Le Conseil d'administration du Fonds monétaire international (FMI) a achevé aujourd'hui la cinquième revue d’un accord triennal au titre de la facilité élargie de crédit (FEC) avec le Burkina Faso. L’achèvement de cette revue permet le décaissement de 18,49 millions de DTS (soit environ 28,4 millions de dollars), ce qui portera le montant total des décaissements au titre de l’accord à 75,82 millions de DTS (soit environ 116,5 millions de dollars). La décision du Conseil d’administration a été adoptée selon la procédure du défaut d’opposition1.

L’accord triennal de 46,15 millions de DTS (soit environ 70,8 millions de dollars) avec le Burkina Faso au titre de la FEC a été approuvé par le Conseil d’administration du FMI le 14 juin 2010 (voir Communiqué de presse No. 10/241). Le Conseil d’administration a ensuite approuvé un relèvement du financement au titre de la FEC à 82,27 millions de DTS (soit environ 126,4 millions de dollars) le 8 juin 2012 (voir Communiqué de presse No. 12/214).

Malgré de multiples chocs exogènes, le Burkina Faso a continué d’enregistrer de solides résultats macroéconomiques. La croissance du Produit Intérieur Brut (PIB) réel en 2011 a été plus faible que prévu en raison des événements politiques dans la région, de troubles sociaux passagers à l’intérieur du pays et de la sécheresse qui s’est abattue sur le Sahel et a provoqué une forte contraction de la production céréalière. Au début de 2012, les autorités ont agi avec détermination pour mettre en œuvre un vaste programme destiné à répondre aux besoins alimentaires provoqués par la sécheresse, et pour œuvrer avec la communauté internationale à la gestion d’un afflux de réfugiés cherchant à échapper aux troubles politiques au Mali. En raison des dépenses imputables à ces chocs, le déficit budgétaire global et le déficit courant devraient se creuser légèrement en 2012. Le programme de sécurité alimentaire mis en place par le gouvernement a également contribué à maîtriser les prix des produits alimentaires, qui s’étaient envolés au printemps. Grâce à une bonne pluviométrie et aux mesures adoptées pour doper la productivité agricole, la récolte de cette année devrait aboutir à un rebond de la croissance du PIB réel à environ 8 %.

Le Burkina Faso a accompli des progrès remarquables dans le cadre du programme. La totalité des objectifs et des réformes structurelles à fin juillet ont été observés. La mobilisation de recettes intérieures s’est accrue, grâce aux réformes de politique et d’administration fiscales de ces dernières années, et aux nouvelles recettes issues des activités minières aurifères en forte croissance. Le Burkina Faso est en bonne posture pour atteindre les objectifs de recettes de l’UEMOA (Union économique et monétaire ouest-africaine) aux alentours de l’année prochaine. Une part des recettes intérieures supérieures aux prévisions servira à financer les subventions des prix à la pompe.

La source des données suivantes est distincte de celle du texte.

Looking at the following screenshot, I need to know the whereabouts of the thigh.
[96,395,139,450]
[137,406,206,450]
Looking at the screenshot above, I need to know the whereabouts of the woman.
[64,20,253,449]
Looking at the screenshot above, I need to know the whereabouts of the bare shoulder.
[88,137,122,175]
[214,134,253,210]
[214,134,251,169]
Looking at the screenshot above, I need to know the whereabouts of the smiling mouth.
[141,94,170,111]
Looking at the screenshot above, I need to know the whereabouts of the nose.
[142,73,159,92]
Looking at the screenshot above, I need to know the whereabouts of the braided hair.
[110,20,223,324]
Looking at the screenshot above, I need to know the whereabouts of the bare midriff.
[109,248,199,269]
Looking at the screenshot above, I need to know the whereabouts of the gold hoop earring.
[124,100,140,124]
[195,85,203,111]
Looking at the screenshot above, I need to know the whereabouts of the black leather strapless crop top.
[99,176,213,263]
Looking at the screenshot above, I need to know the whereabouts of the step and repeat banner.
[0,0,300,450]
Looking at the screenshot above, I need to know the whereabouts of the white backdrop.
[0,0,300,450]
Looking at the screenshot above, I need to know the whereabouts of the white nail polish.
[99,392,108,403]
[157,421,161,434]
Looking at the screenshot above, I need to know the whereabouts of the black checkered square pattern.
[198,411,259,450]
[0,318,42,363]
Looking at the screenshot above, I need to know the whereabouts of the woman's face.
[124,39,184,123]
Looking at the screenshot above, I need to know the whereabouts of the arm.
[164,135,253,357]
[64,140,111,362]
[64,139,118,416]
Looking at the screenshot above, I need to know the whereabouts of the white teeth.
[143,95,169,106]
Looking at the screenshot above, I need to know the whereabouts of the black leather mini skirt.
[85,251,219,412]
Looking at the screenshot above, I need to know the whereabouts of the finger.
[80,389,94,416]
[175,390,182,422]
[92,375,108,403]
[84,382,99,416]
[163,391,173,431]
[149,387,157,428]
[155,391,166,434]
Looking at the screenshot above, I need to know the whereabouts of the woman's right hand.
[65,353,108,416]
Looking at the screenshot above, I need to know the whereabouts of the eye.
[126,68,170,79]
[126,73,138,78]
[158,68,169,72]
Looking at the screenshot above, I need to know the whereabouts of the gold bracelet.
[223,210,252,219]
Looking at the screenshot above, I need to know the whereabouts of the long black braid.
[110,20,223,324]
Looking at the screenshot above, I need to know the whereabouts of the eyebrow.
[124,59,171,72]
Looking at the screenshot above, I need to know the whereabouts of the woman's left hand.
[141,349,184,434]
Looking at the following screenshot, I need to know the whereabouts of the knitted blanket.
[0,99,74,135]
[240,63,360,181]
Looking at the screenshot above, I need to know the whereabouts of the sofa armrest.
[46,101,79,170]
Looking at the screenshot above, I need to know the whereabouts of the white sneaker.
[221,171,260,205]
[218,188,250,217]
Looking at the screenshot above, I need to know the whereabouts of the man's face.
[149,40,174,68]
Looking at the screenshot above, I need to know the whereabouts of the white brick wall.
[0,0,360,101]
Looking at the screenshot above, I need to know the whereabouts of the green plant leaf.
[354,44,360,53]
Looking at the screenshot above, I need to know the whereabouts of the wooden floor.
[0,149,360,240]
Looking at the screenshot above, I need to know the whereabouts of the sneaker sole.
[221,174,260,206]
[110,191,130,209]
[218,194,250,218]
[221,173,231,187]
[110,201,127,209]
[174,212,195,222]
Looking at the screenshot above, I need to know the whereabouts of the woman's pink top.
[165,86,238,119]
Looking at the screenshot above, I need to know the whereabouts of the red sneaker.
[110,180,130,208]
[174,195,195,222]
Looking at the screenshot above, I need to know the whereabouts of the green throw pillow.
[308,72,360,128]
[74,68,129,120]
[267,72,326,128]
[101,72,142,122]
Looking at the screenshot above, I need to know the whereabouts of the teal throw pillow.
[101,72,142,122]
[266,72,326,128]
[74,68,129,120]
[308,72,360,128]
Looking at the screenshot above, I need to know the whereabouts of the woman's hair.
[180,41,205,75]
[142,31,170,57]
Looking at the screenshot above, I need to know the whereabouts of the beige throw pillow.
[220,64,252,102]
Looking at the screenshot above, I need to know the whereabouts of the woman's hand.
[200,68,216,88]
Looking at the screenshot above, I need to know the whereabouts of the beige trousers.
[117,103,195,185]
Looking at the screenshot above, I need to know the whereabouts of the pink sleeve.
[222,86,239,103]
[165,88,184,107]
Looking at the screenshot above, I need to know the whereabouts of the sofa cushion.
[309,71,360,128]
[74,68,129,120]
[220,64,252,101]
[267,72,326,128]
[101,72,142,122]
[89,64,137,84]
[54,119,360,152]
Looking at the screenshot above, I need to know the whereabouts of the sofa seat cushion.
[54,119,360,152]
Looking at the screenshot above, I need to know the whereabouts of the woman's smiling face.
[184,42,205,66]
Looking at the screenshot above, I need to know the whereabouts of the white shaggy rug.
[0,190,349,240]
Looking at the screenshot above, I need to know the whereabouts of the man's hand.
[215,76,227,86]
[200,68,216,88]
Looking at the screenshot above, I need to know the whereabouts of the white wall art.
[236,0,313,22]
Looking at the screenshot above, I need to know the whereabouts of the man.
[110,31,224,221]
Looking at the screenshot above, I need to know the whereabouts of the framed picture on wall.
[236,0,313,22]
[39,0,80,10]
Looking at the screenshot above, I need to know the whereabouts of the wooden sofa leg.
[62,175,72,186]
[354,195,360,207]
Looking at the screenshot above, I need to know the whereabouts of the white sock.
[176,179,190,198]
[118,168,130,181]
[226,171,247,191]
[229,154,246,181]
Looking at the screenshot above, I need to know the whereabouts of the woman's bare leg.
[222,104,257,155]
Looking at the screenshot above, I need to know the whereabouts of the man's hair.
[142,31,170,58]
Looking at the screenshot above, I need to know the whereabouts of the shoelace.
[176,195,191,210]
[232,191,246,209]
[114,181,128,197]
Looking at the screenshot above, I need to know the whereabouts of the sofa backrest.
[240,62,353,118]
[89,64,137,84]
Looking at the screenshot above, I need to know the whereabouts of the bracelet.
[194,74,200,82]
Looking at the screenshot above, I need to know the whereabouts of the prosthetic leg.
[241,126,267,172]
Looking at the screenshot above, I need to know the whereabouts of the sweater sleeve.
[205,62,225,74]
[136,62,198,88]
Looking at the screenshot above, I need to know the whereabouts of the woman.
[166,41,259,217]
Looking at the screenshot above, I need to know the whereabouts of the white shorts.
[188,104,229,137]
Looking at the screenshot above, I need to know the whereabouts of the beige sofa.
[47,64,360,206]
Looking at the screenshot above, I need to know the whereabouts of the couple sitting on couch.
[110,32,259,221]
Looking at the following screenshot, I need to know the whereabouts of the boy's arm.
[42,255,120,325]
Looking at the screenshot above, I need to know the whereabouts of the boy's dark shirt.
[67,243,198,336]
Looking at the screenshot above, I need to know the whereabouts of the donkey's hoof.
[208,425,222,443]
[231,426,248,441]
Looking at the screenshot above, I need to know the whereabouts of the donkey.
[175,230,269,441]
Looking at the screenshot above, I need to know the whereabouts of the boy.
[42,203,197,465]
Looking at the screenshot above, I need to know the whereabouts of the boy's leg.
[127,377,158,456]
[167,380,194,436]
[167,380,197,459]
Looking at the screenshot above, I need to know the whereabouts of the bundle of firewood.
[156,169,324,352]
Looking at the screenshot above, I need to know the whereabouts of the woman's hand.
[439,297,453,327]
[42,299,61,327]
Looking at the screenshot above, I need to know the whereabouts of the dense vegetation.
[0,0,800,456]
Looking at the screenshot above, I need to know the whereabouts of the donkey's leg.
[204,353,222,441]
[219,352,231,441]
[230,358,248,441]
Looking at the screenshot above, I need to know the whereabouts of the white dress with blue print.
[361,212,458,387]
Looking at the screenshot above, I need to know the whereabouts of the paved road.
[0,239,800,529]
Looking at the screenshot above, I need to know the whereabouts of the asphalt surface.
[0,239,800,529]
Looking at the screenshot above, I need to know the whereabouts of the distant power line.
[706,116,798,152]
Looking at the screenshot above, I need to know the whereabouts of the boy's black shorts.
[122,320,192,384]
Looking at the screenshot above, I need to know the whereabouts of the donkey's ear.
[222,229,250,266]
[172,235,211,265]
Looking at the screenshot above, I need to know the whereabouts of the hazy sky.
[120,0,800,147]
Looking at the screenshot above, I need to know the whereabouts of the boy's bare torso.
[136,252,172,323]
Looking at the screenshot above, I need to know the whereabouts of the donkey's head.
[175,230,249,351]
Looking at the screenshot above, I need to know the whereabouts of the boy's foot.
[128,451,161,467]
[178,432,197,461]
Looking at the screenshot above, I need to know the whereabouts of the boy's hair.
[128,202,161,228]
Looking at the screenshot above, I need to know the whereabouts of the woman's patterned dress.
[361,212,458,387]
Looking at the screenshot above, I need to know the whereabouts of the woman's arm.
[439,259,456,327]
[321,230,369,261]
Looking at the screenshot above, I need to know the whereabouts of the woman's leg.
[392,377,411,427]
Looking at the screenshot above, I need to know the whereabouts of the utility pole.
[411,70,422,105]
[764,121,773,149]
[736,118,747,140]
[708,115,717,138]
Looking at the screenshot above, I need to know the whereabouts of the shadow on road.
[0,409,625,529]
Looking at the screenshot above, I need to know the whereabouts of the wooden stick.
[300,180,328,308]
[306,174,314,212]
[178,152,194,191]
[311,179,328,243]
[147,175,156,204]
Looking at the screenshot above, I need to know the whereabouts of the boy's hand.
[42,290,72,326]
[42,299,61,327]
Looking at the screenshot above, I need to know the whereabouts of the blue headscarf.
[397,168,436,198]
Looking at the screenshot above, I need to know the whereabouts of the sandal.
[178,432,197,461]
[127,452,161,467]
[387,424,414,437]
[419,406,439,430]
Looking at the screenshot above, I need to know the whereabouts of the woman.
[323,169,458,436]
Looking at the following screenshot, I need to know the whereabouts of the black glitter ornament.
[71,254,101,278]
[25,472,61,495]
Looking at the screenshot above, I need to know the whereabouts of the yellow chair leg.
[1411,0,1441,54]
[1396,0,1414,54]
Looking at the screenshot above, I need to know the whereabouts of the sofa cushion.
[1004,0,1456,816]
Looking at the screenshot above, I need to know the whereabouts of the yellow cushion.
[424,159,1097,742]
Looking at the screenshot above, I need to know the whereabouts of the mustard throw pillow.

Pour le reste du programme, d’ici le milieu de 2013, l’action des pouvoirs publics visera à mobiliser davantage de ressources pour la mise en œuvre de la Stratégie de croissance accélérée et de développement durable (SCADD). Celle-ci vise à mettre en valeur des projets novateurs pour promouvoir la croissance solidaire; à construire l’infrastructure nécessaire (y compris pour l’acheminement de l’énergie); à renforcer la productivité agricole, la résilience, la diversification et les pratiques agricoles durables; et à étoffer les dispositifs de protection sociale, y compris au moyen de transferts directs et d’une expansion des cantines scolaires et des services de santé materno-infantiles. Pour contribuer à répondre aux besoins en ressources, les autorités entendent adopter progressivement une formule de recouvrement des coûts à la pompe, maîtriser les coûts salariaux de la fonction publique grâce à la lutte contre la fraude, poursuivre les efforts de mobilisation des recettes intérieures, et rationaliser les procédures d’approbation pour exécuter pleinement les programmes d’investissement prioritaires.


1 Le Conseil d'administration prend des décisions selon la procédure du défaut d'opposition lorsqu'il a été convenu qu'une proposition peut être examinée sans discussion formelle.